Not at all fragile—I wouldn’t have made the mistake in believing that.

Then she looked away first, reaching for the bottle as she stood. “I should get back.”

I wanted to tell her to stay. I didn’t because wanting something didn’t make it smart, and because men in my position didn’t get to forget the difference between invitation and pressure.

“Tomorrow,” Viper said lightly before she could leave. “You should come find us.”

“I don’t know where you’ll be.”

“We’ll be wherever you are.”

Blade looked at him. “That sounded worse than you meant.”

“It did,” Nora agreed.

Viper lifted both hands. “I meant to be charming.”

“You missed.”

I stood then, not fully, just enough to take the hundred from beneath the glass and hold it out to her. “Come find us tomorrow if you want to.”

Her gaze moved from the bill to my hand, then to my face. “And if I don’t?”

“Then don’t.”

She seemed to like that answer more than the money. After a second, she took the bill and tucked it into the small pouch at her waist. “Maybe.”

Viper sighed. “Painful, but I’ll accept it.”

“I wasn’t asking you to.”

Blade smiled faintly.

Nora stepped back from the table, and before she turned away, her eyes met mine again through the mask. “Try not to get kicked out before then, Stryker.”

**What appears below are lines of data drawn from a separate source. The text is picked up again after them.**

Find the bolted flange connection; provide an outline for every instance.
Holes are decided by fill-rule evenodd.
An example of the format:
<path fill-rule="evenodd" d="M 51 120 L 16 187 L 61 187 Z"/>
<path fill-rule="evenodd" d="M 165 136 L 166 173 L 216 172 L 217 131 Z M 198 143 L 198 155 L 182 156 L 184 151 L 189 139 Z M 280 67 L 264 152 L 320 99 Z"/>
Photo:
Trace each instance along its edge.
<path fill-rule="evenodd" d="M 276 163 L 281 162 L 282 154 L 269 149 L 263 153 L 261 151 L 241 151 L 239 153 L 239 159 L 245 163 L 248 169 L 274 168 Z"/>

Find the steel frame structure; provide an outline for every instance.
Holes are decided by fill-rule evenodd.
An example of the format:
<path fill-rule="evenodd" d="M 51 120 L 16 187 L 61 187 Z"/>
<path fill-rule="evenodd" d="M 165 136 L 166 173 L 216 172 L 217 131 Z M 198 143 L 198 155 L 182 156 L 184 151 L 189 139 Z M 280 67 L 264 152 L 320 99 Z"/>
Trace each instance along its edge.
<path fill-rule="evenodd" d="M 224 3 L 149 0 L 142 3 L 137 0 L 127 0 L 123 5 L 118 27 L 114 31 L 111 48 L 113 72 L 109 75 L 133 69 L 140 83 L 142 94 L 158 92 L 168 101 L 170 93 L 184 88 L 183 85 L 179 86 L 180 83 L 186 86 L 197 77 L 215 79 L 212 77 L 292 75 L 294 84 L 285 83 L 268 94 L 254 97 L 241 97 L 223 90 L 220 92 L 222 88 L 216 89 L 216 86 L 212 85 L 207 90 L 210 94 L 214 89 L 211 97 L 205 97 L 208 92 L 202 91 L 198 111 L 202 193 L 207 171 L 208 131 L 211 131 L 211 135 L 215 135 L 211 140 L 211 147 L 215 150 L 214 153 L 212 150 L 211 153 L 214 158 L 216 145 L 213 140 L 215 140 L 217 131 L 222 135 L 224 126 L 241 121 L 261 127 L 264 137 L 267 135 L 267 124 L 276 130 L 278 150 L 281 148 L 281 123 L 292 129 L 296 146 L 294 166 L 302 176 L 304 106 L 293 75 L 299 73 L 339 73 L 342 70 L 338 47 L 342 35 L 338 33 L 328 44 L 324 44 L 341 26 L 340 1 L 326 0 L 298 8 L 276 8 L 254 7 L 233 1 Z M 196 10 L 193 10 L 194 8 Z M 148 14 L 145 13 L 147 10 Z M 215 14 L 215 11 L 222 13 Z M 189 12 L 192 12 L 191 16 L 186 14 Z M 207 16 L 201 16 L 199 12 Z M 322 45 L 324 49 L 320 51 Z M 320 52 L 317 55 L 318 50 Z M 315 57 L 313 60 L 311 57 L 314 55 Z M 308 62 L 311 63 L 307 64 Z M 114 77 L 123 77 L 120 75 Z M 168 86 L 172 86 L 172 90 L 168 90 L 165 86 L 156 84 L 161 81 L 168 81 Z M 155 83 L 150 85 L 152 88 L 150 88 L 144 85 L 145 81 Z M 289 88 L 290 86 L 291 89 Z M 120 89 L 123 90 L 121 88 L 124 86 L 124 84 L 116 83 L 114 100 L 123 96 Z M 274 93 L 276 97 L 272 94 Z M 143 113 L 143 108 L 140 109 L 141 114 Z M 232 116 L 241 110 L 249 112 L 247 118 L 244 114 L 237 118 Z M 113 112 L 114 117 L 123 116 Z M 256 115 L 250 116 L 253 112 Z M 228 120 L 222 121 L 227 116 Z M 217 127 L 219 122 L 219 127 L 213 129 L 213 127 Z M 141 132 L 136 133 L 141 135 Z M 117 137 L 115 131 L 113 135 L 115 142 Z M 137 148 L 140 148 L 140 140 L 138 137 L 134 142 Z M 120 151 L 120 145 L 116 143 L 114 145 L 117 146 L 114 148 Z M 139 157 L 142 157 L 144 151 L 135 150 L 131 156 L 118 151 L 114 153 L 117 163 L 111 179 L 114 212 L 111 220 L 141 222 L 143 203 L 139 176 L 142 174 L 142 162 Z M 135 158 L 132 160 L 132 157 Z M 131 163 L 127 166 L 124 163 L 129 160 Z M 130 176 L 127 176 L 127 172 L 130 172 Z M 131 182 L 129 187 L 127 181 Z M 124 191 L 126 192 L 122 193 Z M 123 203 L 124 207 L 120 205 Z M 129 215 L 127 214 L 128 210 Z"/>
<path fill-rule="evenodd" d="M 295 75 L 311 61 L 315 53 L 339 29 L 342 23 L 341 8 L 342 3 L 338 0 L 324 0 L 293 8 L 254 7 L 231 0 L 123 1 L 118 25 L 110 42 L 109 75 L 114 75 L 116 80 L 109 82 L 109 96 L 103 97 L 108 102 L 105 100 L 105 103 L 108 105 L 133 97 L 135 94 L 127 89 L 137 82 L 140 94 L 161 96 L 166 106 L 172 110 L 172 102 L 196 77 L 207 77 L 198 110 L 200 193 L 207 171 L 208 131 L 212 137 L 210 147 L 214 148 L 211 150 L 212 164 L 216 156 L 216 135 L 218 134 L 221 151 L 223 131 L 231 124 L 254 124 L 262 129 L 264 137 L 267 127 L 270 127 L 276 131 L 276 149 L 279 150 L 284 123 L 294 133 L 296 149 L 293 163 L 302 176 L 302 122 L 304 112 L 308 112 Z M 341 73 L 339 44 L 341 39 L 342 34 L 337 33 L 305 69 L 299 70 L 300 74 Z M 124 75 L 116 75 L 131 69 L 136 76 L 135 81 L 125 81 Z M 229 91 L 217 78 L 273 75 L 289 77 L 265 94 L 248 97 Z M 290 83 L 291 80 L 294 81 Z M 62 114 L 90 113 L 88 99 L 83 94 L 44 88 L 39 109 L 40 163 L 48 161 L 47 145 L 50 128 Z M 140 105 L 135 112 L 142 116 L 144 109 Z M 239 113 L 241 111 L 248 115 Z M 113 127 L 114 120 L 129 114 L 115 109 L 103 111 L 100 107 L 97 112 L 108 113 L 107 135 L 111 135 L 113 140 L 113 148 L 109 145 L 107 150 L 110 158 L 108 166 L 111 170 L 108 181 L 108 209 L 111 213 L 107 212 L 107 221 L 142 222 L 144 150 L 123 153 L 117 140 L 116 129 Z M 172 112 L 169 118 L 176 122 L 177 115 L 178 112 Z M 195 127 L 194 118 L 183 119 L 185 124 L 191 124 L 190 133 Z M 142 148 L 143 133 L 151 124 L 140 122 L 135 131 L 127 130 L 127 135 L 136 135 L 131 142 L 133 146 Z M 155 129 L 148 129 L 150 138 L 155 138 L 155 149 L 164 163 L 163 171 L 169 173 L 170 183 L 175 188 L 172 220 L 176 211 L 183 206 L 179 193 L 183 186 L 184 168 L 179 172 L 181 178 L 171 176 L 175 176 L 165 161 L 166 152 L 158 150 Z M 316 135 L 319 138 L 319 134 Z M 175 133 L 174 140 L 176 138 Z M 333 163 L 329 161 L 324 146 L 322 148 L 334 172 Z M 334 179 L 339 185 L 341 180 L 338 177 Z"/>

I let the sound of my name in her mouth settle somewhere it shouldn’t have. “No promises.”

She left us there, moving back into the crowd with her bottle and careful steps, the blue stones on her mask catching light until other bodies swallowed her.

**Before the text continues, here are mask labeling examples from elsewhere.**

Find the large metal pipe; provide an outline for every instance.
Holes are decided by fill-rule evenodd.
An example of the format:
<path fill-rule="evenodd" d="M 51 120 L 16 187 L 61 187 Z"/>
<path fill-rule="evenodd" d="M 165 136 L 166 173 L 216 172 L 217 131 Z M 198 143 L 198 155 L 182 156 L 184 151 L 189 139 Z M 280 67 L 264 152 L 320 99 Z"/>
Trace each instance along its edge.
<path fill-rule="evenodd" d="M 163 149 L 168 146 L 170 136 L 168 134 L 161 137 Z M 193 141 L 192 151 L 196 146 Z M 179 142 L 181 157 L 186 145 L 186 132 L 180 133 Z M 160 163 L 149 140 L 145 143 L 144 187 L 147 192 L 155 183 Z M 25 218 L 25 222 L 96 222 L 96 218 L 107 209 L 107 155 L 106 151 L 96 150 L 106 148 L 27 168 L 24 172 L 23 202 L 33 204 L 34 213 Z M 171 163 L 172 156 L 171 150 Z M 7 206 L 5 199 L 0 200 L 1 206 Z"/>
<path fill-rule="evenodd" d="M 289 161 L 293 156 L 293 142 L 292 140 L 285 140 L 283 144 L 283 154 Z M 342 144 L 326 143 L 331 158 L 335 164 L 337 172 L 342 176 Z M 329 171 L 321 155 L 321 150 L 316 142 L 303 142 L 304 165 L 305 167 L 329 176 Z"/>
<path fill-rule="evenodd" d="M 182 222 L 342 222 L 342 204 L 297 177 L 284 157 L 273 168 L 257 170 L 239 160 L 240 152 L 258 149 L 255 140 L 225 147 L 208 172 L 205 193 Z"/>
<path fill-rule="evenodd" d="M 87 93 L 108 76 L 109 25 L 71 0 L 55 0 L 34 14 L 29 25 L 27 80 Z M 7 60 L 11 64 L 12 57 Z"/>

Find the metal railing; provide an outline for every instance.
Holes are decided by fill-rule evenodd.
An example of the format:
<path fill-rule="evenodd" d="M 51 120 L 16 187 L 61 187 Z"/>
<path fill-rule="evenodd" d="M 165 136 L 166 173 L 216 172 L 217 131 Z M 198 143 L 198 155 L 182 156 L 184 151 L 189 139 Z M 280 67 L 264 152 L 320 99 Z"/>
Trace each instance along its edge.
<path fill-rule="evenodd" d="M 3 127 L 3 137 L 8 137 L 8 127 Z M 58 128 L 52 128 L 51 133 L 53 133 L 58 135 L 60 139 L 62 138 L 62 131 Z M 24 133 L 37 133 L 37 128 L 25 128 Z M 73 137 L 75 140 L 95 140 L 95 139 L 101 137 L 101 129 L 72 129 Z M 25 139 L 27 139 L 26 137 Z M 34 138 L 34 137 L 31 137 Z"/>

The three of us sat quiet for longer than we should have.

Viper broke first, because he usually did when silence got too honest. “Well, that was inconvenient.”

Blade’s gaze stayed on the room, but I knew where his attention was. “She’s not like the others.”

“No,” Viper said. “She’s not.”

I picked up my drink and remembered too late that Blade had finished most of it. “We came here to work.”

“We did,” Viper agreed.

“Still need contacts.”

“We do.”

Blade looked at me then. “But not tonight?”

Across the room, Nora laughed at something Valentina said. It wasn’t the polite laugh she gave customers. This one opened her face beneath the mask, quick and real before she tucked it away again.

I thought about the Wolves. About Black Rock.

About fifteen men waiting for me to turn a victory into an empire.

I thought about the invitation, the money in the room, the work we needed, and the way a smart man didn’t let himself get distracted by a woman he met behind a mask at a rich man’s party.

Then I looked at Viper and Blade, and I saw the same decision already sitting there.

Networking could hold for a little while.

“Tomorrow,” I said.

Viper’s smile was slow and satisfied. “Tomorrow.”

Blade didn’t smile, but his gaze found Nora again before he looked back at us. “If she comes.”

“She’ll come,” Viper said.

I watched her disappear through a service door near the far end of the ballroom, and that feeling from earlier moved through me again, stronger this time. A door opening. A wall cracking. Something coming before I knew whether it would build us up or cost us more than we could afford.

“She’ll come,” I said, and for once, I wasn’t sure if I was making a promise or trying to believe one.